Technology has always found its greatest consumer in a nation's war and defense efforts. Since the last attempts at a "Star Wars" defense system, has technology changed considerably enough to make the latest Missile Defense initiatives more successful? Can such an application of science be successful? Is a militarized space inevitable, necessary or impossible?

Read Debates, a new Web-only feature culled from Readers' Opinions, published every Thursday.


Earliest Messages Previous Messages Recent Messages Outline (12040 previous messages)

almarst2002 - 08:05am May 26, 2003 EST (# 12041 of 12076)

"And if things I knew were actually used - we'd live in a much safer, more prosperous world - a world where your interests and needs would be much better served than today."

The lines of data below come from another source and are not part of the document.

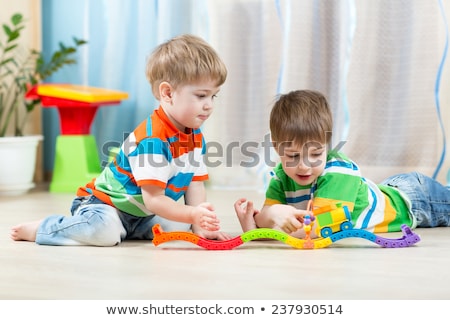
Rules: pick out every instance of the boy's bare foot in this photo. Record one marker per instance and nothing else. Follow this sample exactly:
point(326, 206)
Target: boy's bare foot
point(246, 212)
point(25, 231)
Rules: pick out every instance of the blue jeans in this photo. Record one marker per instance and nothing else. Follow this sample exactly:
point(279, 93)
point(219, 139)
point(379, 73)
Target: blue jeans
point(98, 224)
point(430, 200)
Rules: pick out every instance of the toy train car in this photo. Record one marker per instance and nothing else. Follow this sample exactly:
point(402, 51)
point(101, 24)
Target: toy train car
point(332, 219)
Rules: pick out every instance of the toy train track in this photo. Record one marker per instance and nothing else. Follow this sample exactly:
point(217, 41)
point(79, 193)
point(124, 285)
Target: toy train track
point(409, 238)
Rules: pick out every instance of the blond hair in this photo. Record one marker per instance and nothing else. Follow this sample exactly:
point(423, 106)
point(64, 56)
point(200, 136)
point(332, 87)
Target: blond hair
point(182, 60)
point(299, 117)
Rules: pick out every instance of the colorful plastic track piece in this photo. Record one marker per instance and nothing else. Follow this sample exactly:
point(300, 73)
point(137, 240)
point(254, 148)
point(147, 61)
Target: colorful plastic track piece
point(160, 236)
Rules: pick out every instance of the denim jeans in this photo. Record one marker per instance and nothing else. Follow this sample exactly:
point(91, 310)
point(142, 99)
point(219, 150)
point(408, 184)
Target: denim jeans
point(98, 224)
point(430, 200)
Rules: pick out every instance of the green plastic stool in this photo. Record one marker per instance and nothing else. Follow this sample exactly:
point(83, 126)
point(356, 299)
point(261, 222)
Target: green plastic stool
point(76, 162)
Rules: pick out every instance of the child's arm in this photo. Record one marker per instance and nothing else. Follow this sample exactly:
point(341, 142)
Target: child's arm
point(200, 214)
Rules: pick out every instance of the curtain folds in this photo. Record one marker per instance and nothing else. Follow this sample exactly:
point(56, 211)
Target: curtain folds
point(378, 62)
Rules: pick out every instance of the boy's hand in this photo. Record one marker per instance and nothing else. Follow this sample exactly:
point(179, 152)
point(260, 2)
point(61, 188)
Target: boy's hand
point(212, 235)
point(203, 216)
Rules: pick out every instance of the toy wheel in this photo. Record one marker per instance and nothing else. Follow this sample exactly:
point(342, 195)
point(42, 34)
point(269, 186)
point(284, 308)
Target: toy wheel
point(346, 226)
point(326, 232)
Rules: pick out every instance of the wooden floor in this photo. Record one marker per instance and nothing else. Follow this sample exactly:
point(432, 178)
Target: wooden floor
point(134, 270)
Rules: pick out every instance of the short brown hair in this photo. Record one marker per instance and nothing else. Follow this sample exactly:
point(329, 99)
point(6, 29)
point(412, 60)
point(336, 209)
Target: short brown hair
point(299, 117)
point(184, 59)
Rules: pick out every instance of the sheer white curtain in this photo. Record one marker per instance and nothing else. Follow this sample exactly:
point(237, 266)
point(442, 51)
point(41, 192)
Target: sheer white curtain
point(378, 62)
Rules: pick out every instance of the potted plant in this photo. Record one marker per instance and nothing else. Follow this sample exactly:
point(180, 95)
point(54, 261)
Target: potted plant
point(20, 69)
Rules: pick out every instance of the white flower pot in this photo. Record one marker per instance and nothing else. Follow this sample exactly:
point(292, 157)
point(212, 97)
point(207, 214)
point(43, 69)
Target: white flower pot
point(17, 164)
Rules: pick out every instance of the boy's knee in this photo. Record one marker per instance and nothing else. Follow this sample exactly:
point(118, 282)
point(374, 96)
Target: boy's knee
point(107, 229)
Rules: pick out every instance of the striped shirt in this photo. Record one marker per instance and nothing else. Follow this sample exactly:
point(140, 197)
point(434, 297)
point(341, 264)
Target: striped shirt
point(155, 153)
point(376, 208)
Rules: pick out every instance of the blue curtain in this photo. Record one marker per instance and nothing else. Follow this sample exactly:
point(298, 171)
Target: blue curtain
point(378, 62)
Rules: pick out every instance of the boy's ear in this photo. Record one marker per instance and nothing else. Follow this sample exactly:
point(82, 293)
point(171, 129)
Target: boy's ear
point(165, 91)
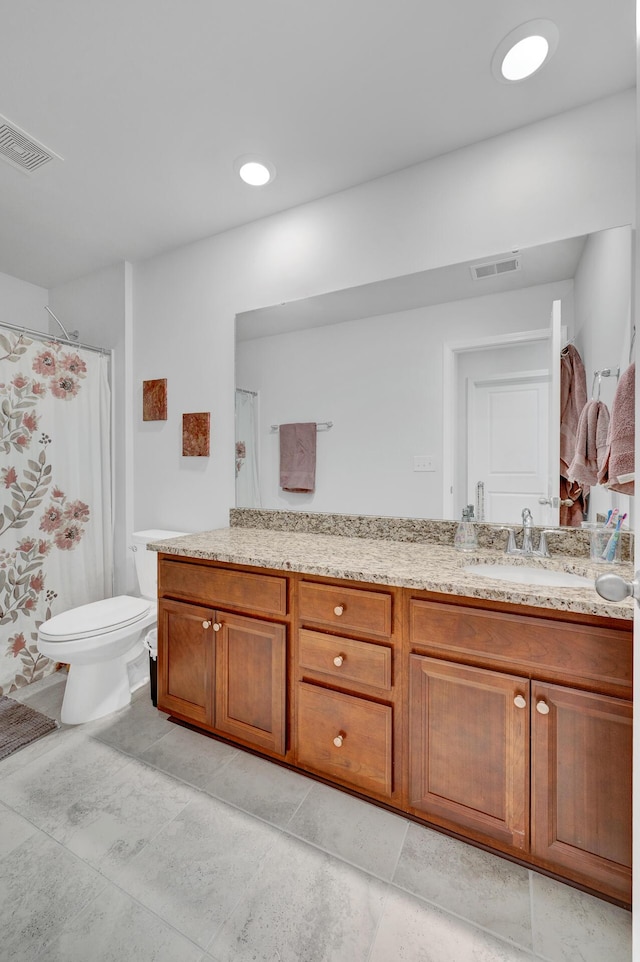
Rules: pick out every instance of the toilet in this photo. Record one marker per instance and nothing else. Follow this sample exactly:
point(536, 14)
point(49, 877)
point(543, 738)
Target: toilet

I remember too many of those who promised the same in the last Century. Do you?

rshow55 - 08:08am May 26, 2003 EST (# 12042 of 12076)
Can we do a better job of finding truth? YES. Click "rshow55" for some things Lchic and I have done and worked for on this thread.

Sure do.

re Carlyle: 9138 http://forums.nytimes.com/webin/WebX?8@13.hpRKbdepbTQ.0@.f28e622/10665

There are good reasons for Americans, and people elsewhere, to be concerned about disproportions between means and ends. And unnecessary carnage. i The things Eisenhower warned about in his FAREWELL ADDRESS of January 17, 1961 have happened . - http://www.geocities.com/~newgeneration/ikefw.htm That needs to be faced.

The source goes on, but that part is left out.